43 - GENGSI

71 3 0
                                    

HAPPY NEW YEAR!

VOTE YU BISA YU

HAPPY READING!

🌜🌜🌜

Brakk

Rora terperanjat kaget kala melihat Arman tidak sengaja menjatuhkan pigura yang ada di atas meja di samping tempat tidurnya. Sudah dua hari Arman pulang dari rumah sakit. Keadaannya semakin membaik. Hanya saja Arman mengabaikan semua anaknya.

"Pa." Panggil Rora, lalu memungut pigura yang telah tergeletak di atas lantai keramik putih. Beruntung belum pecah. Rora kembali menaruh ke tempatnya.

"Papa makan dulu ya?"

Rora mengaduk bubur yang tadi dimasak Lukas khusus untuk Arman sebelum pergi ke pondok bakso. Rora menyodorkan bubur hangat tersebut pada Arman, tapi Arman langsung buang muka.

"Pa." Tegur Rora.

"Papa gak lapar." Tukas Arman dengan nada ketus.

Rora menghela napas gusar. "Papa belum makan pagi. Udah jam dua belas juga. Masa iya hari ini papa makan sekali?" Cerewet Rora.

Sama sekali tidak ada tanggapan dari Arman. Rora yang kecewapun langsung menaruh bubur tersebut di atas meja Arman.

"Pa... Kalau anak papa ada salah, bilang. Jangan diem gini. Kasih tahu Rora, kami salah apa?" Bujuk Rora dengan mata berkaca-kaca. "Padahal Rora sebentar lagi mau sidang." Cicitnya sambil memilin bawah baju yang ia kenakan.

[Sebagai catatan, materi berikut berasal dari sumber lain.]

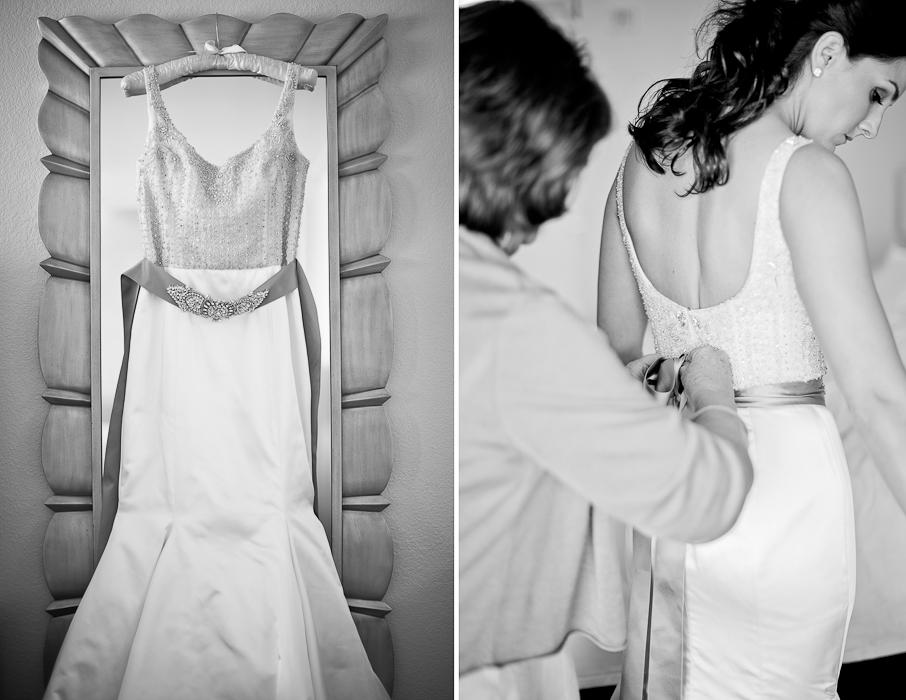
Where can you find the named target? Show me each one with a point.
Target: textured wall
(418, 86)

"Apa hubungan kamu dengan Arga?"

Rora terdiam sebentar, gadis itu tersadar dan langsung menarik napas panjang. "Cuma temen pa."

Arman menarik selimut miliknya hingga dada. "Papa bisa makan sendiri, kamu keluar aja." Usir Arman tetap mempertahankan nada bicara ketus pada Rora.

"Tapi pa--"

"Tinggalin papa sendiri." Sela Arman dengan cepat, tidak membiarkan anak gadisnya menyelesaikan kalimat untuk membujuknya lagi. "Jangan lupa tutup pintu." Perintah Arman, setelah itu Arman menutup mata.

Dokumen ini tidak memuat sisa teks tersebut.